12.1 Influence of the Industrial Revolution
The Industrial Revolution saw Europe grow in wealth and power relative to the rest of the world.
The European population grew rapidly at this time and with industrialisation generated a demand for raw materials such as cotton, and for food such as sugar and grains. These were produced in the Americas, often with slave labour, and also in Australia and New Zealand. Metals, such as copper from Chile and Australia, were imported to Europe for industrial use.
The Atlantic slave economy, which grew from the sixteenth century, helped to create the wealth that enabled Britain to become the first industrial nation. The demand for cotton to make clothing stimulated production. United States cotton production grew from 1.5 million pounds weight in 1790 to 35 million pounds in 1800, and then 160 million pounds in 1820.
This brought new areas such as Alabama, Mississippi and Texas into production and saw more Native Americans lose their lands.
After the abolition of slavery, capitalists looked elsewhere for cheap labour and the system of indentured labour was expanded.
More land was also used for food production.
Between 1860 and 1920, more than 1 billion acres of new land in the United States, Canada, Australia and Argentina was brought into agricultural use. This deprived indigenous peoples of the use of the land, damaging their cultures and causing large numbers of deaths. In the new settler societies growing in Australia, Canada, Argentina and the United States, there were great opportunities for Europeans – especially the poor – to migrate and to make a better life for themselves and their descendants. Between 1850 and 1914, net migration from Europe amounted to 50 million people; half of them went to the United States, which by the later nineteenth century was becoming an industrial giant.
European exports of cotton goods, guns, metal goods and other items grew and flowed to Africa, Australia and the Americas.

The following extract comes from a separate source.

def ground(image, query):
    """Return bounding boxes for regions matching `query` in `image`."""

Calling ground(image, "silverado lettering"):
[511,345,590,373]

The export of cotton goods was important for both the buying of slaves in Africa and for the clothing of enslaved Africans toiling in plantations in Cuba, Brazil, the Caribbean and the United States.
European imperialism brought great areas of the globe under European political control. The demand for cheap raw materials for industry – such as copper, cotton, rubber, palm oil, cocoa, diamonds, tea and tin – saw great areas of Africa grabbed by European powers in a late-nineteenth-century colonial scramble. These colonies also became markets for European manufactured goods, which resulted in the extinction of local goods production. By 1900, 80% of the world was under direct European control or the control of people of European backgrounds, such as in Australia and the United States.

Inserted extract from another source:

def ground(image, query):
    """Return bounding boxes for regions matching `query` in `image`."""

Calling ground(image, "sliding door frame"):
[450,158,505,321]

As European wealth and political power grew, Europeans began to believe that they were unique or special. They developed ideas that Europeans, and especially northern Europeans, were superior to peoples from other parts of the world. European thinkers worked out a table of the value of humanity, which placed Europeans at the top and indigenous peoples in their colonies at the bottom. Indigenous peoples’ inability to withstand the force of the modern European weapons was seen as a sign of their inferiority. By the end of the century, it was seen as the destiny and the right of white men and white women to dominate the world. This way of thinking was useful to Europeans as it justified their subjection of African and Asian peoples in European colonies and the devastation of indigenous peoples.
In 1700, the average annual British sugar consumption was 1.8 kilograms. This grew to 8 kilograms in 1800, 16 kilograms in 1850 and over 45 kilograms in 1900.
DEVELOPING YOUR UNDERSTANDING 12.1
Examine the map of the world (Source 12.1) and identify the places discussed in this chapter from which migrants departed – for example, West Africa, India, South Sea Islands (Melanesia), Europe and China. Also identify the places to which migrants went – for example, North America, South America, the Caribbean, Fiji, Malaya, Natal (South Africa), East Africa, Sri Lanka, Europe, Australia and New Zealand.